Let $(f_n)$ be a series of functions in $C[0,1]$ that uniformly converge to a continuous function $f\in C[0,1]$.
a. Let $g: [0,1]\to [0,1]$ be a continuous function. Is it true that $f_n\circ g$ uniformly converges to $f\circ g$?
b.

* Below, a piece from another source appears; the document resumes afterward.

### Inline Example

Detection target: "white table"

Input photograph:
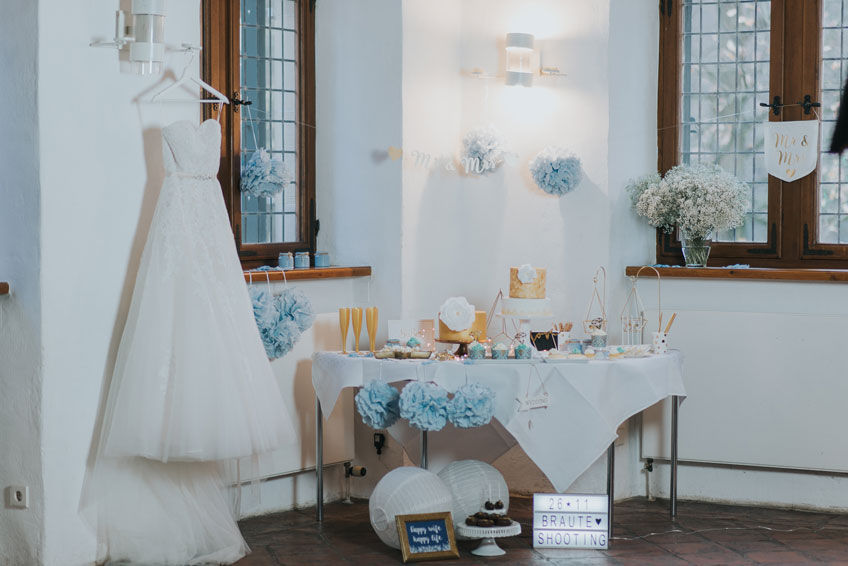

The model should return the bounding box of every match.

If no, what about the special case $g(x)=x^2$? It would also be differentiable, have bounded derivative, etc.
About my thoughts:
Intuitively I find it logical that a. would be true, and intuitively I'd guess that in order to prove such claim I'd have to go directly to the $\epsilon-\delta$ definition.
Best Answer
This is actually very simple:
Let $\epsilon>0$, then there is $N\in \mathbb N$ so that
$$|f_n(y) - f(y) | < \epsilon$$
for all $y\in [0,1]$ and $n\geq N$. In particular,
$$|f_n(g(x)) - f(g(x))| < \epsilon$$
for all $x\in [0,1]$ and $n\geq N$. Thus $f_n\circ g$ converges to $f\circ g$ uniformly. Note that continuity of $g$ is not needed.
The harder one is the following:
Claim: If $g: \mathbb R \to \mathbb R$ is continuous and $f_n: [0,1] \to \mathbb R$ converges uniformly to $f$, then $g\circ f_n$ converges uniformly to $g\circ f$.
Proof: First of all, as $f_n$ converges to $f$ uniformly, there is $M>0$ so that $|f_n(x)|\leq M$ for all $x\in [0,1]$ and $n\in \mathbb N$ (Why?). Then we consider $g:[-M, M]\to \mathbb R$. Let $\epsilon>0$. Then by uniform continuity of $g$ (as the domain is closed and bounded), there is $\delta>0$ so that $$ |g(y) - g(z) | < \epsilon$$
whenever $|y-z|<\delta$. Using this $\delta$ there is $N$ so that
$$|f_n(x) - f(x)| < \delta$$
for all $x\in [0,1]$ and $n\geq N$. Thus
$$|g(f_n(x)) - g(f(x))| <\epsilon$$
for all $x\in [0,1]$ and $n\geq N$.